Aujourd’hui, le quintet (Juan Ricardo - chant, Nick Giannakos & Michael Stephenson - guitares, Tim Frederick - basse et Jeff Curinton - batterie) nous propose donc d’affronter nos peurs ancestrales via un Power Metal toujours aussi puissant et acéré, et rien que la présence d’une cover de nos chers et légendaires JUDAS PRIEST vous suffira à comprendre à quel genre de musiciens vous aurez affaire. Sachant en sus que la dite reprise à tendance à gonfler les burnes du morceau en question et à le transformer en boucherie Power/Thrash de première catégorie, les questions s’envoleront encore plus vite et vous saurez immédiatement que les WRETCH ne sont pas revenus sur le devant de la scène pour faire de la figuration. En termes plus simples et accessibles à tous, WRETCH est une sorte de machine à broyer les mélodies par une rythmique puissante, sans les détruire mais en les coulant en plomb pour mieux couvrir des riffs limpides comme l’acier trempé. Toujours fidèles à une recette qu’ils ont mise au point dans les années 80, les américains ne ralentissant pas le rythme, se posant pile à la jonction du Heavy, du Thrash et du Power Metal, pour un spectacle en pyrotechnie majeure, n’abusant pas de gimmicks tape-à-l’œil pour se faire remarquer. Non, ce qui les distingue de la masse, ce sont leurs capacités individuelles mises au service d’un collectif soudé, qui sait faire la différence entre astuces et réelles accroches, et chacun des neufs morceaux (le dernier est acoustique) est un hymne au Metal le plus franc et bouillonnant, ce qui donne à ce quatrième LP des allures d’achèvement complet et de revanche définitive sur le destin. Etant peu enclin à me montrer clément envers les groupes les plus insipides d’un genre que je n’affectionne pas particulièrement, mon avis se veut donc d’une objectivité totale, et si la tendance globale nous ramène du côté de la Finlande des années 90 (STRATOVARIUS) ou l’Allemagne des années 80 (HELLOWEEN), la touche de classe et de précision typiquement américaine fait la différence, et le background de plusieurs décennies du combo leur permet de se distancier de la masse.

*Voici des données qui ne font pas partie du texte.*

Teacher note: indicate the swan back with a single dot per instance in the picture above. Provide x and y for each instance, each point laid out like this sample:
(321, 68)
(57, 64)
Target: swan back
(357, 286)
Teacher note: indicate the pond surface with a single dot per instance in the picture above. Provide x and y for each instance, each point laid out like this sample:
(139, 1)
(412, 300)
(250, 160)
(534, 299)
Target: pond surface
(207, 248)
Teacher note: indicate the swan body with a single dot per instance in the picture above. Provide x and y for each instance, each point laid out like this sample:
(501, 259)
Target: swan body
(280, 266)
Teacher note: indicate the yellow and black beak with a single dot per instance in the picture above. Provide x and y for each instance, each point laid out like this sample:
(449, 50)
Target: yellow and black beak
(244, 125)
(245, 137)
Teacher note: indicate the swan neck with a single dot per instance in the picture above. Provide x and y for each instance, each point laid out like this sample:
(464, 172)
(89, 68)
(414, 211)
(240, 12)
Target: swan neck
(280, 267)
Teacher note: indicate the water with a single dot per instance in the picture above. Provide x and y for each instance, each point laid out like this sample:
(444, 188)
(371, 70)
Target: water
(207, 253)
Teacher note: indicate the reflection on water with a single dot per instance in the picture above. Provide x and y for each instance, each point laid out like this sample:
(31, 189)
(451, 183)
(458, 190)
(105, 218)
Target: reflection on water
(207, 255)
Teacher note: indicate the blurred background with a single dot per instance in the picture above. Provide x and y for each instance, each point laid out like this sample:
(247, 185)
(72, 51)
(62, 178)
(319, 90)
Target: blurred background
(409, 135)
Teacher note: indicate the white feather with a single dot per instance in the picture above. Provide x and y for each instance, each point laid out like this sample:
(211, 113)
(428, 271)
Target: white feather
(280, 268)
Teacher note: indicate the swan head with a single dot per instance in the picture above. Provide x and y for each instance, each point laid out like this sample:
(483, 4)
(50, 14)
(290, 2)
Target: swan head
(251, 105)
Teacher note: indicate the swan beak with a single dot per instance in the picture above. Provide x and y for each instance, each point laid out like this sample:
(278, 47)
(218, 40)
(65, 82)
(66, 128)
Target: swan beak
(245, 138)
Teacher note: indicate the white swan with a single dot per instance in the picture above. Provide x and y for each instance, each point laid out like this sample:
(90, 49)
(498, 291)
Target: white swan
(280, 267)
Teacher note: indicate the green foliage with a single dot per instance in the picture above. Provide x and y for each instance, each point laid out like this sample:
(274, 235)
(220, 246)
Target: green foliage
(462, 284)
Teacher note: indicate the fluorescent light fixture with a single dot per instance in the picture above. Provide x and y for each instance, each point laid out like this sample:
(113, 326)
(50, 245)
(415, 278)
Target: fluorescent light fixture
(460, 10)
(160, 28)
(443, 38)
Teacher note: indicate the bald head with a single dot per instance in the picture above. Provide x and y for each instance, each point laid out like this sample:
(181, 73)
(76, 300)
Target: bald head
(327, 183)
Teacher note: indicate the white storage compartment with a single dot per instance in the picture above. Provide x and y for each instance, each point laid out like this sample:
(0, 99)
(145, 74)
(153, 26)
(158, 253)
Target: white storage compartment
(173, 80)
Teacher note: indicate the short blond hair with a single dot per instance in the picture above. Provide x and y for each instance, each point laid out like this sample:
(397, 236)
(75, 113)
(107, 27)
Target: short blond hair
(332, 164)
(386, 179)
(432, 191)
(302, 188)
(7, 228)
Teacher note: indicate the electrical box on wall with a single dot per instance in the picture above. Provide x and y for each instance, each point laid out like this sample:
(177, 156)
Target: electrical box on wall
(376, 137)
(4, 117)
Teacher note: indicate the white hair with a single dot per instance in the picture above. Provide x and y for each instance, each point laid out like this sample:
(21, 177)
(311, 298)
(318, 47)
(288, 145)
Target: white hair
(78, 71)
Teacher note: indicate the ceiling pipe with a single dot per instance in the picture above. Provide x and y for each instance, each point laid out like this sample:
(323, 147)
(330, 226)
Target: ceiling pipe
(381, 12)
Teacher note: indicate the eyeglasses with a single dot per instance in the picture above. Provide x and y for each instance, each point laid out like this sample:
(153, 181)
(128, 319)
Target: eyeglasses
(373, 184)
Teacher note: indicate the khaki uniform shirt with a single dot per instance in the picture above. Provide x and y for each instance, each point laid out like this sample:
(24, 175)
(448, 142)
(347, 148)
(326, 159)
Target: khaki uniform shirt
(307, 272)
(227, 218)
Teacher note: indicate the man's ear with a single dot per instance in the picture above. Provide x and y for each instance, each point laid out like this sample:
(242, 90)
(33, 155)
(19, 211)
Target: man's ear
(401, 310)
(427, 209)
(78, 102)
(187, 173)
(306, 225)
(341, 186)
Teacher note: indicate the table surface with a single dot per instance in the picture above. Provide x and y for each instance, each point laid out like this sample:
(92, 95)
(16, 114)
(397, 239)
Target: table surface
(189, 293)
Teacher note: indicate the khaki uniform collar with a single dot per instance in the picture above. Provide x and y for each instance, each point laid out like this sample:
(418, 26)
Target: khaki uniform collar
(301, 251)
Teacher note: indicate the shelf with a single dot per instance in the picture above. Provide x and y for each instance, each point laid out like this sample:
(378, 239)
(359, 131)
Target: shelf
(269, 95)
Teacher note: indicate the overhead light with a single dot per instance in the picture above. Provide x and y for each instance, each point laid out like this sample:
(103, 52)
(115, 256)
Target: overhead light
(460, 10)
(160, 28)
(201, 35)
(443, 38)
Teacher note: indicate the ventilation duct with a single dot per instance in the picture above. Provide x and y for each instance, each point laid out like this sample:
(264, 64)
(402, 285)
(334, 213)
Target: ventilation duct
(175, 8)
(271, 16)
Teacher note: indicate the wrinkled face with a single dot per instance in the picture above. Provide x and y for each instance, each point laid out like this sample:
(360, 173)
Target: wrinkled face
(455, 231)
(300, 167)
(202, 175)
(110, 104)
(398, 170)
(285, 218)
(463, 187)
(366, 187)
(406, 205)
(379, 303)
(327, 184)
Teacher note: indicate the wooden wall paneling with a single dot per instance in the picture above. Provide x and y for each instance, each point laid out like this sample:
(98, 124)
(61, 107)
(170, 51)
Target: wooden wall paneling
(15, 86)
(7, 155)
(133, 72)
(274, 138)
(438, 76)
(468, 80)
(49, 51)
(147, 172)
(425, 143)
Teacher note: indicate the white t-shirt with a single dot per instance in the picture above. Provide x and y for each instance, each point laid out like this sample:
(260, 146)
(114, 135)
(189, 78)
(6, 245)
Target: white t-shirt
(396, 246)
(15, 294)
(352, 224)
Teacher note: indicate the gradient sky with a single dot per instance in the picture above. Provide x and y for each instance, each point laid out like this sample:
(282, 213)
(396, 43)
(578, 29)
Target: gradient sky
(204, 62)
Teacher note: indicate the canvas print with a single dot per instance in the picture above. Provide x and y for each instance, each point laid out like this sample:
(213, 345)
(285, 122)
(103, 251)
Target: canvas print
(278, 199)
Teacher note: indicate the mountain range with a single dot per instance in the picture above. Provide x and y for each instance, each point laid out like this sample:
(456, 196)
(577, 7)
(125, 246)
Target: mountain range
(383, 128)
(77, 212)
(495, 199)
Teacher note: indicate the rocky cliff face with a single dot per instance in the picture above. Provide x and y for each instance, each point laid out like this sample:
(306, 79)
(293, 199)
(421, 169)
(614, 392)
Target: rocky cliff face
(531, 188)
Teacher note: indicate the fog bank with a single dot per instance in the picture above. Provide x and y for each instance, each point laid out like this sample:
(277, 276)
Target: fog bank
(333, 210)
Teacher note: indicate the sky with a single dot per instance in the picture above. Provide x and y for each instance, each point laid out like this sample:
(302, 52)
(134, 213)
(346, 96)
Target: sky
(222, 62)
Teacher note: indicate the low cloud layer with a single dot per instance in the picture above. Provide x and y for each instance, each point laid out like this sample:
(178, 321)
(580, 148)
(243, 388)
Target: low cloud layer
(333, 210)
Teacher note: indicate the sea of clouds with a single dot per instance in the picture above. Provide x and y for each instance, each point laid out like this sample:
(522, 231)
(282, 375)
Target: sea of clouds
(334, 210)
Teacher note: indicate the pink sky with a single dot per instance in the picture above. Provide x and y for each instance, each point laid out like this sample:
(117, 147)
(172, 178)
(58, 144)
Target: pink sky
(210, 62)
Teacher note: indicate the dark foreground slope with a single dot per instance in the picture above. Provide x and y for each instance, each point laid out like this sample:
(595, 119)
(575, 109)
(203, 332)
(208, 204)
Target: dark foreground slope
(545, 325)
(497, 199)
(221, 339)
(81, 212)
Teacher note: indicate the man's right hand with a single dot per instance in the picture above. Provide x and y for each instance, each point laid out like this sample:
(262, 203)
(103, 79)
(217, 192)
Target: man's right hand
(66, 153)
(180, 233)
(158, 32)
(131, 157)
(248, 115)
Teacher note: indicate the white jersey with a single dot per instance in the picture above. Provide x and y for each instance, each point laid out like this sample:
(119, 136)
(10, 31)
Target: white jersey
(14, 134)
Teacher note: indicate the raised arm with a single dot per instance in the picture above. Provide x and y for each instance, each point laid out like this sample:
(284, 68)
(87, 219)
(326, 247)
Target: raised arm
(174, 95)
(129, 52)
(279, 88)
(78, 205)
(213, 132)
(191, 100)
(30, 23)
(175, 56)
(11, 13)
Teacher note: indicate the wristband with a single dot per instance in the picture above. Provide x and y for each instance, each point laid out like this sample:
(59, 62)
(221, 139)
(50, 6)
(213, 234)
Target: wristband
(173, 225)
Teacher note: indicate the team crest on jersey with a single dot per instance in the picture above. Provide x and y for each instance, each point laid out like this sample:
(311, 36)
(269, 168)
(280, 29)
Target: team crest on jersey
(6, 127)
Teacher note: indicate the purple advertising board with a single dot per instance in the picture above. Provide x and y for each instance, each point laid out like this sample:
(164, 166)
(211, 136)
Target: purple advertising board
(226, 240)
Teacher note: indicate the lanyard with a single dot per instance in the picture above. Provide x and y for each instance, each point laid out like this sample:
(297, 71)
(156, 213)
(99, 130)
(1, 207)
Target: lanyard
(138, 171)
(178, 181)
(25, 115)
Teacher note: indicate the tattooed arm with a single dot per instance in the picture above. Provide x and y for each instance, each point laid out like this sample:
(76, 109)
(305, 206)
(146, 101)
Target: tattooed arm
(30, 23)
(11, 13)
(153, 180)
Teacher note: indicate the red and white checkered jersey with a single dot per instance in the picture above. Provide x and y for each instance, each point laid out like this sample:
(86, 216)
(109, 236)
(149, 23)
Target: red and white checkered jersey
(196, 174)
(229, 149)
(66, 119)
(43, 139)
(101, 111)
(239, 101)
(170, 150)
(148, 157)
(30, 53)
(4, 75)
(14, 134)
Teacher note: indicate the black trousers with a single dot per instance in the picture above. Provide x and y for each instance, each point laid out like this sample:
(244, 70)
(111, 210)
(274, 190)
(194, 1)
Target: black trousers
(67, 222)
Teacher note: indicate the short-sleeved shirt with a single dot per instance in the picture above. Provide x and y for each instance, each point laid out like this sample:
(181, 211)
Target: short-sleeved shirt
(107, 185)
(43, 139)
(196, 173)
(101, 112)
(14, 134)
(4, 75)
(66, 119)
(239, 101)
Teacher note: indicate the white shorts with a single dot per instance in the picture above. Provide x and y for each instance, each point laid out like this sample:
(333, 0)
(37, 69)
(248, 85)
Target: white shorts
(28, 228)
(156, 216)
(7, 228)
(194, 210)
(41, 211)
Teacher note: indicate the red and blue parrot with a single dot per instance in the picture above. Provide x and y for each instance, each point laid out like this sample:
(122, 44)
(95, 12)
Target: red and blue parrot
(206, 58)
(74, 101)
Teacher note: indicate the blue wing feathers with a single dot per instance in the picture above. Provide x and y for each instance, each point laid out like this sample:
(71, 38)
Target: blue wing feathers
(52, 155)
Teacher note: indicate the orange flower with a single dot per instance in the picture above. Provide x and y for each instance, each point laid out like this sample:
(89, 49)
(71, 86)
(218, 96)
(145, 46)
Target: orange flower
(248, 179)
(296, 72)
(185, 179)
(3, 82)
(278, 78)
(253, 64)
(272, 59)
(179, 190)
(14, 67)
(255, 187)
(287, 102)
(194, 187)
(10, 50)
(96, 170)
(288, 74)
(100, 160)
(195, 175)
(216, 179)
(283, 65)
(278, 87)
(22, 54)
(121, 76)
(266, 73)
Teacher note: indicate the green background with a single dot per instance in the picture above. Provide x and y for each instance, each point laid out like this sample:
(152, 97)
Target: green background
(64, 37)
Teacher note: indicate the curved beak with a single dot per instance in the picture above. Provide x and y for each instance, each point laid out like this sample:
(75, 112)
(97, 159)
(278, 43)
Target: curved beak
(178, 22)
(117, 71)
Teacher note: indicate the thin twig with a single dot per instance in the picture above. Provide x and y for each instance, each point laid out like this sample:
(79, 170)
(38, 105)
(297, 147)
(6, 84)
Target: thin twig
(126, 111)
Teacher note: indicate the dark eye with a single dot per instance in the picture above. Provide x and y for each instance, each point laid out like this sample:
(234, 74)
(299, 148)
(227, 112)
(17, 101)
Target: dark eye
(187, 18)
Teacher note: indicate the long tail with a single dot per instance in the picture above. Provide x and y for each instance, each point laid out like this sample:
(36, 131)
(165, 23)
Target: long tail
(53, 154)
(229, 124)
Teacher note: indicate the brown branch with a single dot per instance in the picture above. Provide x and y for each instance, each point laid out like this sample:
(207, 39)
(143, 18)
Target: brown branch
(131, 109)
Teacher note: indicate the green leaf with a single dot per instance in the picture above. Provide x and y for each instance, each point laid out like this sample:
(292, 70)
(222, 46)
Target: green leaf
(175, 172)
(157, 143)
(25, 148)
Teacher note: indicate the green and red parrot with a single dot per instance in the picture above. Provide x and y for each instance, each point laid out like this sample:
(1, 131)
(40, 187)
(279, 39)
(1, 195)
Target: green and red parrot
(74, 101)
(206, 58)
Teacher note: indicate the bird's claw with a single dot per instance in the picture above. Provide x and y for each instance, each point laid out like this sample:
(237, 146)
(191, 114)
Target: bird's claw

Et finalement, Man or Machine incarne quasiment la perfection d’une approche qui ne supporte plus la médiocrité ou la banalité depuis longtemps. Et outre cette reprise impeccable du « Steeler » de JUDAS, le reste du répertoire prouve qu’il n’a pas grand-chose à envier aux plus grands légendes. Nous en sommes d’ailleurs convaincus assez rapidement, dès l’intro en title-track qui déboule sans crier gare dans la plus droite lignée des hymnes proto-Speed des nineties, profitant d’un tempo presque Thrash pour imposer ses mélodies épiques. Le chant de Juan Ricardo, dans la lignée des plus purs élancements de Michael Kiske catapulte des titres aux structures formelles dans une dimension de lyrisme étincelant, et en un seul morceau, les WRETCH nous rassurent quant à leur envie et leurs capacités à se maintenir à flot d’une nouvelle génération qui ne fait preuve d’aucune pitié. En restant classiques, mais en poussant les parties au maximum de leur puissance, les cinq musiciens balaient tout sur leur passage, partageant les tâches entre couplets qui fâchent, soli qui s’envolent et refrains qui décollent, et l’apogée de cette optique est atteinte dès le tonitruant et musclé « Destroyer Of Worlds », le genre de calotte que les WILD DOGS et le PRIEST auraient pu produire à l’issue d’une tournée commune. Evidemment, la recette est connue depuis longtemps, mais elle fonctionne ici à plein régime grâce à une implication totale, à des chœurs incroyablement efficaces, et à un volume sonore encore accentué par une production efficiente. Un son global ample, qui permet de tutoyer les cimes de la violence, mais aussi d’atterrir dans les plaines de la nuance, lorsque l’intensité baisse d’un cran (« Requiem Aeternam », formel, mais aussi brillant qu’un soleil post-apocalyptique).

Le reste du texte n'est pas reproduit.